By Jody Johnson-Pettit

Smartphone technology gives people the ability to “try on” frames, receive visual assistance and find out more about digital eye strain right at their fingertips.
Several apps for iphones and Android devices are available to help out both ECPs and their patients.
Here are just a few of the newest apps on the market today.

Consider Glassify as a research tool that can be used before visiting an ECP.
The app allows people to try on hundreds of styles of frames and glasses so they know which shapes, models and colours look best on their face.
Glassify uses face-detection technology and augmented reality to virtually overlay different eye glasses and sunglasses on the face. By using a phone’s camera and face detection and recognition algorithm, Glassify identifies the facial landmarks and overlays the frames on the person’s face.

Be My Eyes is a free app that connects blind or visually impaired people with sighted volunteers.
Users can request help from a sighted volunteer, who will receive a notification. As soon as a sighted volunteer accepts the request, a live audio-video connection is established between the two people. The average pick-up time for a helper is 30 seconds across 182 languages.
The blind or visually impaired user can get help with anything, from knowing the expiry date on milk to making sure their clothes match.

BeSpecular is another app that matches sighted volunteers with visually impaired users.
The visually impaired person takes a photo of what he or she needs help with and attaches a voice message, which is sent to a community of volunteers.
Within minutes, the user receives a reply and then rates the helpfulness of the volunteer.

VE Money Reader, developed by Virtual Eye, is a free and offline money-recognizing app for the blind and visually impaired.
Released earlier this year, it allows the user to point their device’s camera to the currency note. The app will automatically detect the note and provide audio feedback to the user.
The app recognizes the currency of several countries, including Canada.

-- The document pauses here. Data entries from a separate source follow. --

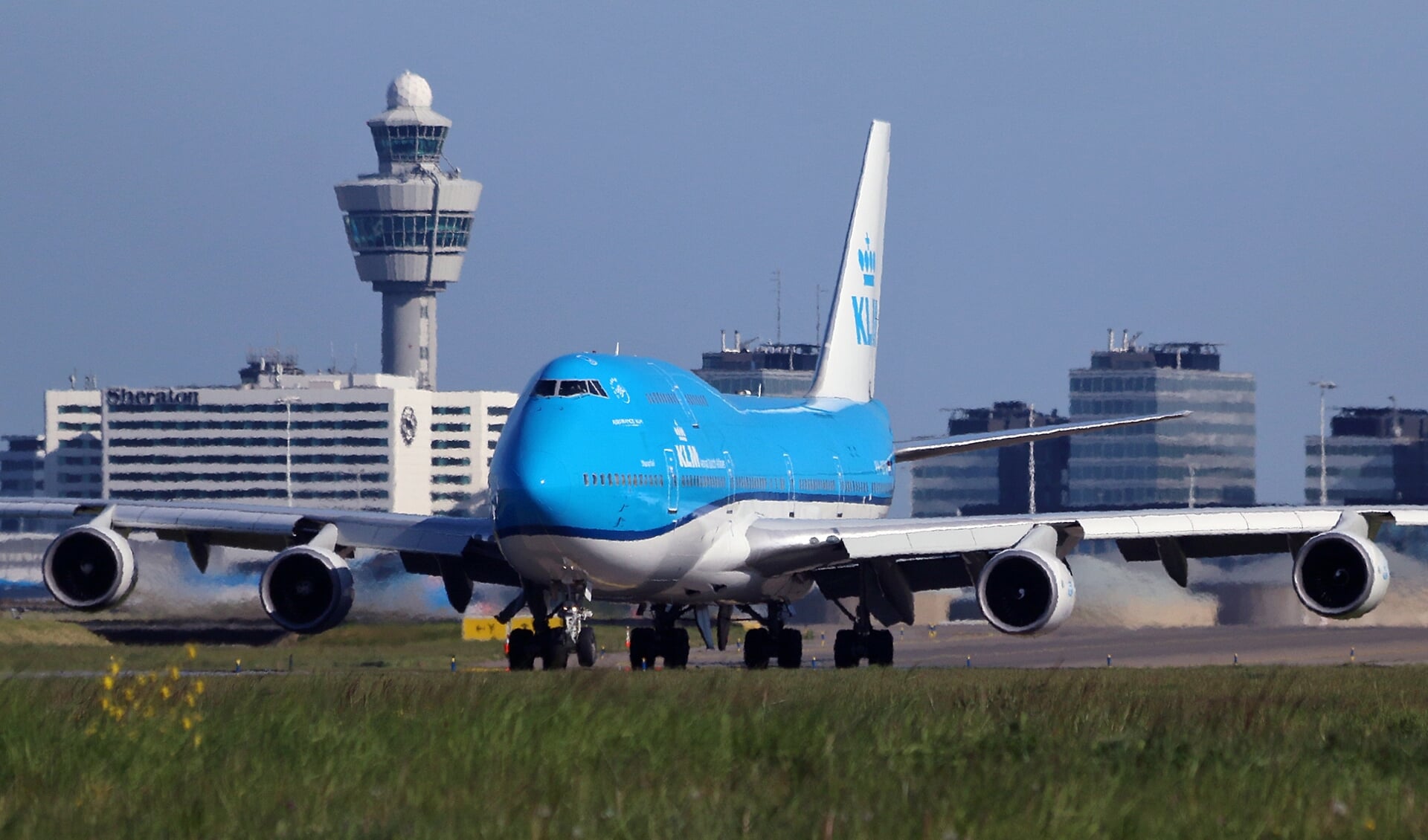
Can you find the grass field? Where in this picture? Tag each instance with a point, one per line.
(414, 752)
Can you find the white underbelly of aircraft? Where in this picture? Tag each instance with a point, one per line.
(701, 560)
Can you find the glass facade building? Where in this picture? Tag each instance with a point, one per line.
(1371, 455)
(1206, 459)
(353, 441)
(768, 369)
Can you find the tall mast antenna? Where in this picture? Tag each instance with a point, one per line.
(779, 306)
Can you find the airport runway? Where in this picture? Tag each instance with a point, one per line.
(1128, 647)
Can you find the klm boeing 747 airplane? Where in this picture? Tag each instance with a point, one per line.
(633, 481)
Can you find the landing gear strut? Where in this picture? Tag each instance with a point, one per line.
(552, 645)
(664, 639)
(771, 639)
(861, 642)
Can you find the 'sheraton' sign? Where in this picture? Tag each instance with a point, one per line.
(116, 397)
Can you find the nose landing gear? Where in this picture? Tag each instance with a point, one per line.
(552, 645)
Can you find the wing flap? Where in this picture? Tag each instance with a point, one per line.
(804, 545)
(907, 451)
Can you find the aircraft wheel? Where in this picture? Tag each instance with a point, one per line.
(756, 647)
(790, 647)
(676, 647)
(553, 650)
(880, 647)
(520, 649)
(642, 647)
(846, 649)
(586, 650)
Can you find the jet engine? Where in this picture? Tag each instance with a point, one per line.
(89, 568)
(1026, 591)
(307, 589)
(1339, 575)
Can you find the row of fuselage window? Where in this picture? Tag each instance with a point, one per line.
(747, 482)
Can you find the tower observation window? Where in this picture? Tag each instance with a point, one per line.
(409, 143)
(370, 233)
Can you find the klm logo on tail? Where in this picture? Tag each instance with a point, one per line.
(869, 262)
(866, 308)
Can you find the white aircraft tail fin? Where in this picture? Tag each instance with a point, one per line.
(850, 346)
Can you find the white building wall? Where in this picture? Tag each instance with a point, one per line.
(73, 451)
(350, 442)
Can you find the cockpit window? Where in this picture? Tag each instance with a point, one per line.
(567, 388)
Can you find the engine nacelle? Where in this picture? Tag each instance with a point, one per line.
(1024, 591)
(307, 589)
(1339, 575)
(89, 568)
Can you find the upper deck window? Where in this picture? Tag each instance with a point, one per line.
(567, 388)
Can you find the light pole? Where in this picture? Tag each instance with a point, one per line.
(1032, 459)
(287, 404)
(1324, 385)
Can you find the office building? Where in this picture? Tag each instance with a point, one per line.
(22, 465)
(760, 369)
(993, 481)
(1371, 455)
(1206, 459)
(356, 441)
(409, 226)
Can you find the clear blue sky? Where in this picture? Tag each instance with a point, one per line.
(1250, 175)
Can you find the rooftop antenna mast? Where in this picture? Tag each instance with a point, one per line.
(779, 306)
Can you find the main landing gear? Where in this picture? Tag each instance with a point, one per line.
(861, 642)
(664, 641)
(771, 641)
(552, 645)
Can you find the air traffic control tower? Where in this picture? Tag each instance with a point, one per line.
(409, 226)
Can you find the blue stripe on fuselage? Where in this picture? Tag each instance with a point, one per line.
(663, 448)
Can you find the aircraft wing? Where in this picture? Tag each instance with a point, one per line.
(459, 549)
(911, 555)
(907, 451)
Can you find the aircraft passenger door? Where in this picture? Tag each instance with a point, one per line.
(672, 482)
(684, 404)
(733, 484)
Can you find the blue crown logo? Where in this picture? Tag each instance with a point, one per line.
(869, 262)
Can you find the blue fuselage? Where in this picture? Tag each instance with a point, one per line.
(631, 474)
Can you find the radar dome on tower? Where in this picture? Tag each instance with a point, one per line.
(409, 90)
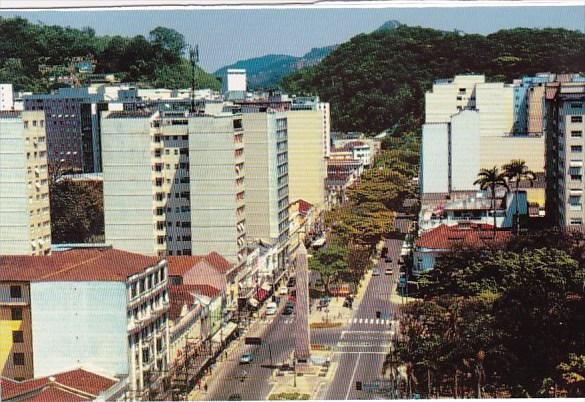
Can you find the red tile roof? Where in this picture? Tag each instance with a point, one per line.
(89, 385)
(181, 295)
(445, 237)
(75, 265)
(179, 265)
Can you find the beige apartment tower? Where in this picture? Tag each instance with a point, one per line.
(174, 183)
(25, 220)
(308, 144)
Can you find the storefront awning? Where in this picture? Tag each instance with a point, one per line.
(223, 333)
(253, 302)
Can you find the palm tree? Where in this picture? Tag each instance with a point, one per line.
(492, 179)
(516, 170)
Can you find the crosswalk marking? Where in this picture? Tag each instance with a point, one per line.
(371, 321)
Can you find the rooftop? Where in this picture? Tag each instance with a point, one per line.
(75, 265)
(74, 385)
(475, 235)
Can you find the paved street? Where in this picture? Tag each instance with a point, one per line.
(362, 347)
(279, 335)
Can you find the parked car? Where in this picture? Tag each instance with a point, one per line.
(271, 308)
(246, 358)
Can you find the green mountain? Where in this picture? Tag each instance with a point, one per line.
(389, 25)
(30, 53)
(267, 71)
(376, 81)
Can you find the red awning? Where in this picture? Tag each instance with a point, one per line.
(261, 294)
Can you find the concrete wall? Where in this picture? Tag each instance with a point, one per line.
(465, 149)
(495, 102)
(212, 169)
(495, 151)
(79, 324)
(307, 167)
(128, 185)
(435, 158)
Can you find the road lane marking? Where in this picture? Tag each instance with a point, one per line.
(353, 376)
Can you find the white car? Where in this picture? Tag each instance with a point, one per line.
(271, 308)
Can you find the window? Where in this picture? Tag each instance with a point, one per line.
(15, 292)
(17, 337)
(16, 314)
(18, 359)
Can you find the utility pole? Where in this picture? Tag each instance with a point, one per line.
(194, 59)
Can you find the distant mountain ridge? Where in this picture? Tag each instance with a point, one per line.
(267, 71)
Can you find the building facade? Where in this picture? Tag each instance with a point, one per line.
(174, 183)
(98, 308)
(6, 97)
(25, 222)
(565, 127)
(267, 194)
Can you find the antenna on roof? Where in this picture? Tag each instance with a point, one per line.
(194, 59)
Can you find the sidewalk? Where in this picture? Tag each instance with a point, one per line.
(255, 329)
(336, 314)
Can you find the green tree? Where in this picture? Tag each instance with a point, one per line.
(77, 211)
(517, 171)
(491, 179)
(330, 262)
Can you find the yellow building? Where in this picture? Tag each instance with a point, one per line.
(25, 222)
(15, 331)
(307, 165)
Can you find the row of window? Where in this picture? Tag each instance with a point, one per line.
(34, 123)
(148, 282)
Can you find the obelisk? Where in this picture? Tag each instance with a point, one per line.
(302, 335)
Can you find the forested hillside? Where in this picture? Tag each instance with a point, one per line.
(157, 60)
(267, 71)
(377, 80)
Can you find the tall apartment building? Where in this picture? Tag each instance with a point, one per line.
(100, 308)
(267, 194)
(565, 127)
(174, 183)
(73, 132)
(489, 140)
(308, 148)
(25, 222)
(6, 97)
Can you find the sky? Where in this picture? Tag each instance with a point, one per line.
(228, 35)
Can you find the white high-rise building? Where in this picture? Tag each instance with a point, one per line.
(6, 97)
(25, 220)
(476, 119)
(174, 183)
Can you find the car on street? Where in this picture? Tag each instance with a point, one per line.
(271, 308)
(246, 358)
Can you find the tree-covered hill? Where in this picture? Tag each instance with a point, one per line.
(267, 71)
(28, 50)
(377, 80)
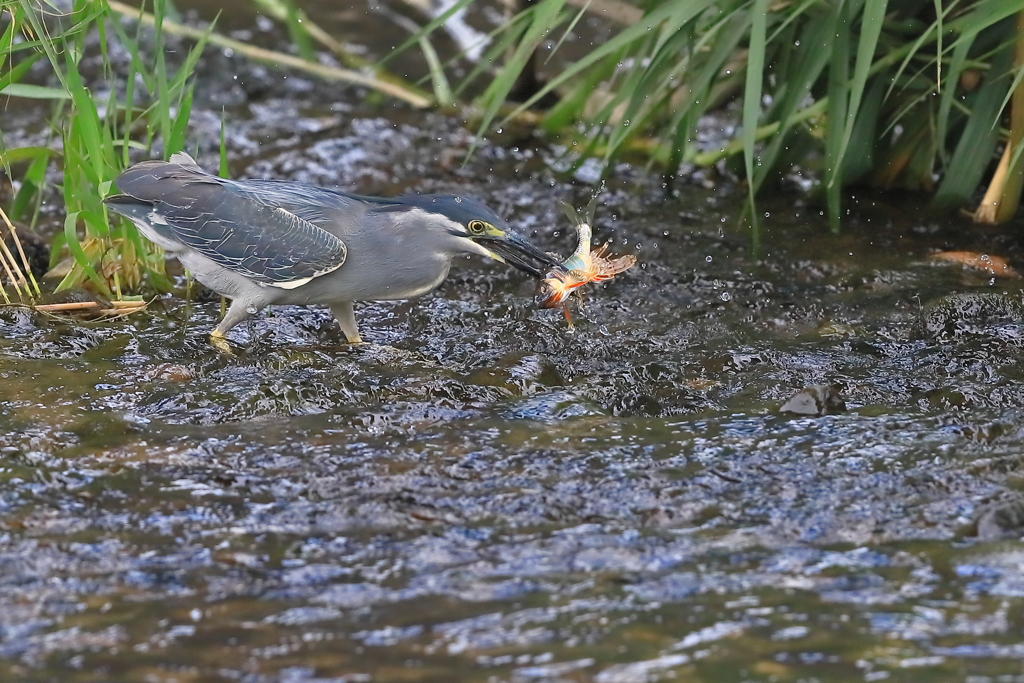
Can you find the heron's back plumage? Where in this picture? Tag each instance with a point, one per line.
(246, 227)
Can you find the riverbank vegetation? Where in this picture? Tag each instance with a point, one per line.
(921, 94)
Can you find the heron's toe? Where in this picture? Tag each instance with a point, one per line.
(219, 341)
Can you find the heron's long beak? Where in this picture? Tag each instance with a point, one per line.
(518, 253)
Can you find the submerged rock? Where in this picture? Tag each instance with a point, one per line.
(816, 399)
(1001, 520)
(957, 313)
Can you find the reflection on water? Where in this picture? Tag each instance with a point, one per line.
(479, 495)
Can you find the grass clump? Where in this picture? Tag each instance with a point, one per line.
(907, 93)
(145, 110)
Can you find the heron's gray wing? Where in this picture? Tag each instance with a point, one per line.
(240, 230)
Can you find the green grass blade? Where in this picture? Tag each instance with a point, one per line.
(752, 103)
(838, 112)
(71, 238)
(223, 170)
(977, 143)
(870, 28)
(442, 90)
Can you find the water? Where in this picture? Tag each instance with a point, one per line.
(480, 496)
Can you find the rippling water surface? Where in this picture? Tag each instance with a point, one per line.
(480, 495)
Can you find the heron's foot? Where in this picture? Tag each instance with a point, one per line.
(219, 341)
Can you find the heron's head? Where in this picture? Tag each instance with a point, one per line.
(476, 229)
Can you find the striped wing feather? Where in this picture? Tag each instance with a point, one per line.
(232, 227)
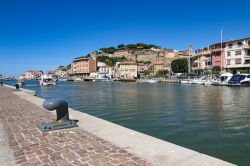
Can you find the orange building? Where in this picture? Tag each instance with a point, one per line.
(83, 66)
(218, 56)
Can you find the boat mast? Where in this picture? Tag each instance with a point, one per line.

iSimulator is an iPhone app developed by the Canadian National Institute for the Blind to provide users with a way of experiencing vision problems through four eye diseases: cataracts, diabetic retinopathy, glaucoma and age-related macular degeneration​.
The app allows users to experience the world through the eyes of people experiencing eye diseases. It uses the device’s camera and applies the vision filter for each eye disease on top of it. A control is provided to adjust the intensity of the selected eye disease.
The CNIB says the intention for developing the app was to allow users to develop a deeper understanding about the four eye diseases.

The ZEISS Digital Eye Strain Test is an app that allows users to find out how well their eyes are geared to the challenges of modern life.
Developed by ZEISS, the app switches the user’s focus from a smartphone to a distance of 20 feet and vice-versa in order to precisely measure the strain on the eyes.